In April, Didi was one of nearly three dozen Chinese internet companies who were dragged to regulators and ordered to ensure their compliance with anti-monopoly rules and “put the nation’s interests first.” .
Didi quickly issued a statement, which the antitrust regulator published on its website, swearing to “promote the development and prosperity of socialist culture and science” and to strictly obey the law. Regulatory pressure has raised questions about whether Didi would be allowed to grow enough to be consistently profitable, Mr Trainer said.
Didi and Uber have both made Latin America a focal point for their global expansion. But the region continues to see an increase in the number of coronavirus cases, which could hurt growth plans.
“How are they going to do in places like Africa, the Middle East or South America? Are you going to hail a Didi or an Uber? Said Drew Bernstein, co-chairman of Marcum BP, an Asian-focused audit and advisory firm.
Didi Dache was founded in Beijing in 2012 and merged with Chinese rival Kuaidi Dache in 2015 to form Didi Chuxing.

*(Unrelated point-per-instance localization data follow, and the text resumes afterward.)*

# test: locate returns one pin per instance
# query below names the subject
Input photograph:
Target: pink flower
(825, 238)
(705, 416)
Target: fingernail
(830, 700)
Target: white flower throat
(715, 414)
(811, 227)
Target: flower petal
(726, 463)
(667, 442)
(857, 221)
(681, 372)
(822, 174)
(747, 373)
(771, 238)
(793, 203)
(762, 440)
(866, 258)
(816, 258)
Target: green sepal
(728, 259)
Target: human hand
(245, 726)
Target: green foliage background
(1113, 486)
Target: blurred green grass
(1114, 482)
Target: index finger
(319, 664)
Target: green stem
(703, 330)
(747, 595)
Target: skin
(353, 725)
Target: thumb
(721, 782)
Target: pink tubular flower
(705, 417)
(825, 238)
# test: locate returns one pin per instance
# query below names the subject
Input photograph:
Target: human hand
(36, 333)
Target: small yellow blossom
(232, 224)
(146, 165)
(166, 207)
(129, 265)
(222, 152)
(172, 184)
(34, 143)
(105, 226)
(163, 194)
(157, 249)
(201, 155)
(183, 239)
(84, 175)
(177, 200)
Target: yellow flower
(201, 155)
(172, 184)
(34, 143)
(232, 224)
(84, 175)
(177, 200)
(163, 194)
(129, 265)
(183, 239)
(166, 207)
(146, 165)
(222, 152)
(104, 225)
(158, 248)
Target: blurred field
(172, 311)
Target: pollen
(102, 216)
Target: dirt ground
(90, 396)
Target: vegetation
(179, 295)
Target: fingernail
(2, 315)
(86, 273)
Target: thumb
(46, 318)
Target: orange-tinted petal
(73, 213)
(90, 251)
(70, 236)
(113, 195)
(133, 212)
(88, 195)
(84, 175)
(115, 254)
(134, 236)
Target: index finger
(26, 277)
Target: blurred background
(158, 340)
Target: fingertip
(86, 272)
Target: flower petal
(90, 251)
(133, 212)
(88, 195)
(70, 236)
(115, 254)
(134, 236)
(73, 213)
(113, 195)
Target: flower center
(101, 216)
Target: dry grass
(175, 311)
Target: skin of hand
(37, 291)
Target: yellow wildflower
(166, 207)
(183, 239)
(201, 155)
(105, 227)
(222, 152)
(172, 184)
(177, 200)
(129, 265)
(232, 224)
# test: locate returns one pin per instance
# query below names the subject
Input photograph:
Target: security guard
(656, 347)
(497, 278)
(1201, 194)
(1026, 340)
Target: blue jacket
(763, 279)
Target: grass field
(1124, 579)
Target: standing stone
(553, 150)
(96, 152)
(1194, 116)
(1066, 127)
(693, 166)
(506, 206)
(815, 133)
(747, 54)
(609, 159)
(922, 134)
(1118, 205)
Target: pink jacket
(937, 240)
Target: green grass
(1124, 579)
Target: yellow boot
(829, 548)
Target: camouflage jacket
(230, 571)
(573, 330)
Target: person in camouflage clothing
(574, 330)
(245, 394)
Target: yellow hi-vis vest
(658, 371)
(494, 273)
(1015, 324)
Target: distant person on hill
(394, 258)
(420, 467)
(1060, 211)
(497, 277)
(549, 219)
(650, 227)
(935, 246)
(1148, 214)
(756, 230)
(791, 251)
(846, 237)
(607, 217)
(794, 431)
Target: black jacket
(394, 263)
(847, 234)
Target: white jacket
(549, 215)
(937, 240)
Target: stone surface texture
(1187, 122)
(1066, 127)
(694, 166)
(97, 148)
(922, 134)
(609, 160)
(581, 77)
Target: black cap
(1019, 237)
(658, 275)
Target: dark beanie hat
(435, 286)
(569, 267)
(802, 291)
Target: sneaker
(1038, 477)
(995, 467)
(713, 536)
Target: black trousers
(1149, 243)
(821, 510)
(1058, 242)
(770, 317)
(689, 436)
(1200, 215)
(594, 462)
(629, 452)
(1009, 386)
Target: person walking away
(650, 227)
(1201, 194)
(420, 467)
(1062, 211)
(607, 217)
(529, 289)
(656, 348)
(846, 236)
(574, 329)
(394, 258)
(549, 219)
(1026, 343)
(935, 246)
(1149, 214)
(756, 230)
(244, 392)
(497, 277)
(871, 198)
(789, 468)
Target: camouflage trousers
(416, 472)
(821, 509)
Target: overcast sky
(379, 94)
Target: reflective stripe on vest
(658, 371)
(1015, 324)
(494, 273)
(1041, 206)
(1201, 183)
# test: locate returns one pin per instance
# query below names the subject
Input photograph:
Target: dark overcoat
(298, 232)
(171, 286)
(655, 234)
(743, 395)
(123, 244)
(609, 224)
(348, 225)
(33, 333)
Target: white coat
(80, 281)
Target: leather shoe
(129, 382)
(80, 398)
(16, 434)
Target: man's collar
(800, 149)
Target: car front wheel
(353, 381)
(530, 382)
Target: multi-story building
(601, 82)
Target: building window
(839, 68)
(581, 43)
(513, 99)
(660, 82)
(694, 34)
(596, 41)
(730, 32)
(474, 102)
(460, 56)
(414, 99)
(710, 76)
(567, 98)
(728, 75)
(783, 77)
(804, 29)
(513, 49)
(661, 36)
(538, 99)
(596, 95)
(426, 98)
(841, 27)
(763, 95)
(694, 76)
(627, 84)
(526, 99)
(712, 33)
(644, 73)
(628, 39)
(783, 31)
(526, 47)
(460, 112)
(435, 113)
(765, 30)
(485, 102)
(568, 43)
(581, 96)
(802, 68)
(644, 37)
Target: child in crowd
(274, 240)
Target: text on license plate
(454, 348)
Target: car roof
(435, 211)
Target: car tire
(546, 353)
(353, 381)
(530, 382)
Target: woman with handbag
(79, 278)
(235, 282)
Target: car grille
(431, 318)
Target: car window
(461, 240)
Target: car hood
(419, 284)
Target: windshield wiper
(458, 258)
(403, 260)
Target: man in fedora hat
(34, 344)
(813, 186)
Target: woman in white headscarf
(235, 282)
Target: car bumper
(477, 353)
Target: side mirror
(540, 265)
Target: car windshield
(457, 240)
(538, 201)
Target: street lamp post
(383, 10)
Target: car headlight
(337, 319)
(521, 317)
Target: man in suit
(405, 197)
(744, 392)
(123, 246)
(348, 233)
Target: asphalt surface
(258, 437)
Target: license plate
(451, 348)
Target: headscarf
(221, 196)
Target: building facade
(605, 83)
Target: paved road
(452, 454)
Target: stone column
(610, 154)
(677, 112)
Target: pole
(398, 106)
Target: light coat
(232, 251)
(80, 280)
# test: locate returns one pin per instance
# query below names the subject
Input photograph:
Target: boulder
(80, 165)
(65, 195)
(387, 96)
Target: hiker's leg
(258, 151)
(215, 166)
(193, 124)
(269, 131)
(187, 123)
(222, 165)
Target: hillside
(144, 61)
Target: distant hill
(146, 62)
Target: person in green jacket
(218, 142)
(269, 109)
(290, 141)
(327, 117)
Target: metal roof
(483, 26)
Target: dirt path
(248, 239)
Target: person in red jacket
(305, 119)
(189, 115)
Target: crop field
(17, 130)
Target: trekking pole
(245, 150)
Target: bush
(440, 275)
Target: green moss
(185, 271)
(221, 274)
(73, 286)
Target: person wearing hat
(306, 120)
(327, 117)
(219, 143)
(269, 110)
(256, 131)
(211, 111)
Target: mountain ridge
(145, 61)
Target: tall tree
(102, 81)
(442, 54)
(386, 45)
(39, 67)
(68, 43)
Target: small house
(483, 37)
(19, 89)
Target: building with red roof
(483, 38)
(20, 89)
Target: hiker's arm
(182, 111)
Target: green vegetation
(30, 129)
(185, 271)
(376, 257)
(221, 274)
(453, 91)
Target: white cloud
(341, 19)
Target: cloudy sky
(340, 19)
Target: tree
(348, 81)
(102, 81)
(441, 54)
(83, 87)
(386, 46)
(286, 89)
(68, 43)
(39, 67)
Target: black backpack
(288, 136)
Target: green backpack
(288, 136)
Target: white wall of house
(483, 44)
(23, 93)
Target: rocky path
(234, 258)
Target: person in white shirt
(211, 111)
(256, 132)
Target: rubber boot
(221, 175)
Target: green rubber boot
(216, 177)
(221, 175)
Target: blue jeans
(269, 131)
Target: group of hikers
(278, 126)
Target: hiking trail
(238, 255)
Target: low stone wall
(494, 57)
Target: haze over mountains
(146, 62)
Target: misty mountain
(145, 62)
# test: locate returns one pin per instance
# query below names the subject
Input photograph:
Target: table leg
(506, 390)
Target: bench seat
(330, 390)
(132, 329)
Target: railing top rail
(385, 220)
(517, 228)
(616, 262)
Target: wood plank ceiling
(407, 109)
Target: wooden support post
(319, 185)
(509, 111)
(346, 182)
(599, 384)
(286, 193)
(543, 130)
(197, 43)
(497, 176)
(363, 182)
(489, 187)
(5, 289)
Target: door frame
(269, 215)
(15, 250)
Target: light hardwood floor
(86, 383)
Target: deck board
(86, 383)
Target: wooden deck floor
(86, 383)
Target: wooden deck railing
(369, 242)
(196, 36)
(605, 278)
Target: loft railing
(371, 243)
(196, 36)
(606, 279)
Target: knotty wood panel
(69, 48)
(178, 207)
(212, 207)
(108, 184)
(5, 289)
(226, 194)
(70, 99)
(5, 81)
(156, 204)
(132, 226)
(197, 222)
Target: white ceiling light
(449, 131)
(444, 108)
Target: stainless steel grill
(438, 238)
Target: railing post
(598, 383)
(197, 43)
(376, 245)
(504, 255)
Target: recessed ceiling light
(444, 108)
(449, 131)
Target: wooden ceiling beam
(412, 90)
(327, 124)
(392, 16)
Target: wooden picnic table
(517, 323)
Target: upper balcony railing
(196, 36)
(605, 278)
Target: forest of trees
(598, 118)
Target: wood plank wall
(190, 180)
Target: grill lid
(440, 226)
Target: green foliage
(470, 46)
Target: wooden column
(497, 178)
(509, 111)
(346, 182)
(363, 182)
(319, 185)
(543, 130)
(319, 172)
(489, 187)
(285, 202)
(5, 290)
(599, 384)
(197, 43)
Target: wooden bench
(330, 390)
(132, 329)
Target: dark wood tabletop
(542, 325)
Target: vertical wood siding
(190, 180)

In China, Didi’s rise mirrored that of other tech powerhouses, including ByteDance, the parent of TikTok, and food delivery giant Meituan.
Although Uber tried to compete in the Chinese market, it eventually sold its Chinese business to Didi in exchange for a stake in the company. Now that Didi is public, Uber’s stake is worth around $ 8 billion.
Two separate incidents in 2018 in which Didi drivers raped and killed female passengers prompted the company to change its service, but did not seriously affect its appeal to users. Yet even though dozens of companies large and small have entered the grocery booking industry in China, Didi has remained a leader.
Although Didi is dominant in China and operates in 14 other countries, including Australia, Brazil, Mexico and Russia, its valuation is significantly lower than Uber’s $ 94 billion. But unlike Uber when it first started trading two years ago, Didi was able to stay above its IPO price on its first day of trading. Didi surpasses Lyft, the second-largest rideshare company in the United States, which is valued at nearly $ 20 billion.
Didi said he has the ability to expand further as he expands his business to new international markets. “We aspire to become a truly global technology company,” wrote Didi founders Cheng Wei and Jean Liu in a letter attached to their regulatory brief.
Didi was valued at $ 56 billion in 2017, and its investors include SoftBank of Japan; Mubadala, an Abu Dhabi state fund; Alibaba and Tencent, the two main Internet Goliaths in China; and Apple, which invested $ 1 billion in 2016 to show its support for the Chinese market.
A number of Chinese companies have sold shares on U.S. stock exchanges in recent months, including those in industries, such as electric vehicles, which have been trapped in trade tensions between Washington and Beijing. Chinese electric car maker Nio raised $ 2.6 billion in a December offer on the New York Stock Exchange.
Before stepping down this year, President Donald J. Trump banned Americans from investing in companies identified as having ties to the Chinese military. But his administration failed to continue efforts to restrict access to U.S. capital markets to a wider range of Chinese companies.